A sukkah (singular) is traditionally to have gaps in the roof big enough to see stars through--foreshadowing the "star of Bethlehem". Shepherds would not have sheep out in their fields during December, but would still have them there during Sukkoth, just after the harvest. The angel told them he had good news of great joy. Sukkoth is nicknamed "the season of joy", and emphasizes the cleansing of all nations from their sins.

Simkhat Torah, the Last Day of Sukkoth

It was on the final day of Sukkoth, during a special ceremony in which water and wine were poured over the Temple altar, that Yahshua offered living water to any who were thirsty. (John 7) There were four great lights in the Temple used only on this occasion. They were called "the Light of the World"--a title Yahshua specifically applied to himself.
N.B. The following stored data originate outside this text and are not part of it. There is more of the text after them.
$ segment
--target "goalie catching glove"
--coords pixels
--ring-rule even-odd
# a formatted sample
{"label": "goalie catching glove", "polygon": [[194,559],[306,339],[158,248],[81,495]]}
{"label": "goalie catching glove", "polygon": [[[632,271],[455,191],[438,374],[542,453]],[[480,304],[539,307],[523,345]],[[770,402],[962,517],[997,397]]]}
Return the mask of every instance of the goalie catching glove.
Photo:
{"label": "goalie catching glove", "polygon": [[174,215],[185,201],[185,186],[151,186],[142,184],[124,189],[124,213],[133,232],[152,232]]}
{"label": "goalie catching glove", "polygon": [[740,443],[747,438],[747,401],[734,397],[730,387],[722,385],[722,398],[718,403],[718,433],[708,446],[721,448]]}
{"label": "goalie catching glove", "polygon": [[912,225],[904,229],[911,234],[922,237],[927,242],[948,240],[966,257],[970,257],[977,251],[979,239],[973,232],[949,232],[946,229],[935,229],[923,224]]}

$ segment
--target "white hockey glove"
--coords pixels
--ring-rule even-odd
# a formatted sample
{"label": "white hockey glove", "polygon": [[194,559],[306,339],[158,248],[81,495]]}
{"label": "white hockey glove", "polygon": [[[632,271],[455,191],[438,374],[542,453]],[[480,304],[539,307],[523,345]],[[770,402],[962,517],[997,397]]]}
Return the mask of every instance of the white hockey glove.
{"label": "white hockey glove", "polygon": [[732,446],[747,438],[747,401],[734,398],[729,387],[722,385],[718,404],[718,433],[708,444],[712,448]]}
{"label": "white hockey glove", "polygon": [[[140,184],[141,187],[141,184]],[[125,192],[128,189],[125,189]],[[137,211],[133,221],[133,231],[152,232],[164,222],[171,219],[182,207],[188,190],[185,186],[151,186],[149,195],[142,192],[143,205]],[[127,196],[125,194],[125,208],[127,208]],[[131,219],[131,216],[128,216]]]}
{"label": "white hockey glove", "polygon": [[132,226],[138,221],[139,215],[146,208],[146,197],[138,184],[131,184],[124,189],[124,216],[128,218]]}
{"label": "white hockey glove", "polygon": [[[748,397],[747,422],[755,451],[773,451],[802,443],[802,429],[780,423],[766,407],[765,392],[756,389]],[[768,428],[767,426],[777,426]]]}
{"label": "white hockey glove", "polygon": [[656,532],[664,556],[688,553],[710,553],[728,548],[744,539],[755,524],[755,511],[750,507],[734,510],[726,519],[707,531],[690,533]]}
So it is obvious that everything He said and did was set by this calendar. If we return to the feasts Yahweh prescribed, not only do we lose nothing of any value that was in the other holidays which are mostly pagan; instead, we learn much more than ever about Yahshua. These feasts make more sense out of so much of what he said. In His mercy Yahweh is restoring them in these last days so we can prepare for the Kingdom, when Zechariah 14 says all nations will be required to come to
Jerusalem for Sukkoth--or they won't get any rain that year!

Hanukkah, the Feast of Dedication

With one light added to our menorah (candelabrum) each of the eight nights, we remember the time when pagans sacrificed a pig on the holy altar, and the Jews fought for three years to get the Temple back and dedicated the new altar on this date. You can read about it all in the Book of Maccabees, which is not part of the Bible, but is true history.

On Purim, we dress up
like characters in the book of Esther.


It's a day of a lot of fun, but it recalls a time when the existence of all the Jewish people was threatened, and Yahweh saved the day through Queen Esther and her Uncle Mordechai.


You don't have to be Jewish to celebrate these last two feasts. They recount things that Yahweh, the Elohim of all Israel, did to preserve His people and their ability to obey Him, and teach us how to be more dedicated to Him.